Les dépôts tokenisés restent à l’intérieur des murs bancaires
Des banques comme Citi, BNY et JPMorgan optent pour des blockchains privées ou permissioned, où le KYC et la supervision restent intacts. Cela place clairement les dépôts tokenisés à côté des stablecoins et de la DeFi.

À retenir
- Les banques utilisent surtout les dépôts tokenisés dans des environnements blockchain permissioned, afin de préserver la confidentialité, la conformité et les relations bancaires.
- Les dépôts tokenisés restent des engagements de banques réglementées et diffèrent donc fondamentalement des stablecoins, qui peuvent circuler plus librement.
- Les banques doivent identifier les détenteurs, surveiller les transactions et respecter les règles de sanctions et de conservation des registres, ce qui limite les transferts libres vers des wallets inconnus.
Les banques mettent de plus en plus souvent des dépôts sur des rails blockchain, mais cela ne se fait pas sur des réseaux ouverts. Dans une nouvelle explication destinée aux conseillers financiers, il apparaît clairement que les dépôts tokenisés s’inscrivent surtout dans des environnements permissioned, où la confidentialité, la conformité et les relations bancaires restent intactes. Ils demeurent ainsi fondamentalement différents des stablecoins, qui sont précisément conçus pour circuler plus librement.
Pourquoi les banques choisissent le permissioned
Selon la newsletter, des acteurs comme Citi et BNY avancent déjà avec une infrastructure blockchain privée, tandis que JPMorgan a récemment lancé JPMD, un token de dépôt permissioned sur la chaîne publique Base. Le principe reste le même : les dépôts tokenisés sont des engagements de banques réglementées et relèvent donc des règles bancaires existantes. En pratique, cela signifie qu’une banque doit savoir qui détient le token, qui est autorisé à le recevoir et comment les transactions sont surveillées.

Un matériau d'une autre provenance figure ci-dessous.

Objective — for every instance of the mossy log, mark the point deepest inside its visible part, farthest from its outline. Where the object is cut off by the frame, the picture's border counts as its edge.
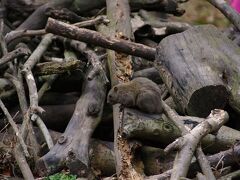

Cette contrainte n’est pas seulement juridique, elle est aussi pratique. Les banques doivent identifier leurs clients, filtrer les sanctions, suivre les activités suspectes et respecter les exigences de conservation des registres et de Travel Rule. Un dépôt tokenisé ne peut donc pas simplement être transféré vers un wallet crypto inconnu ni circuler librement via un échange décentralisé.
Stablecoins et argent bancaire
La newsletter oppose nettement les dépôts tokenisés aux stablecoins. Les stablecoins sont conçus comme des instruments au porteur, pouvant circuler sur les marchés secondaires, tandis qu’un dépôt tokenisé reste une créance sur une banque précise. Cette différence est importante pour comprendre comment le produit est utilisé et jusqu’où il peut se déplacer en dehors de son environnement bancaire d’origine.
En Europe comme aux États-Unis, le dépôt tokenisé est surtout perçu comme une forme d’argent bancaire traditionnel inscrite dans les cadres de supervision existants. En pratique, cela rend le produit adapté aux environnements réglementés, mais moins aux réseaux ouverts où les parties ne se connaissent pas à l’avance. Pour les lecteurs européens de la crypto, c’est un point important, car cela montre où se situe la frontière entre de l’argent bancaire sur la chaîne et de l’argent qui peut réellement circuler librement entre plateformes.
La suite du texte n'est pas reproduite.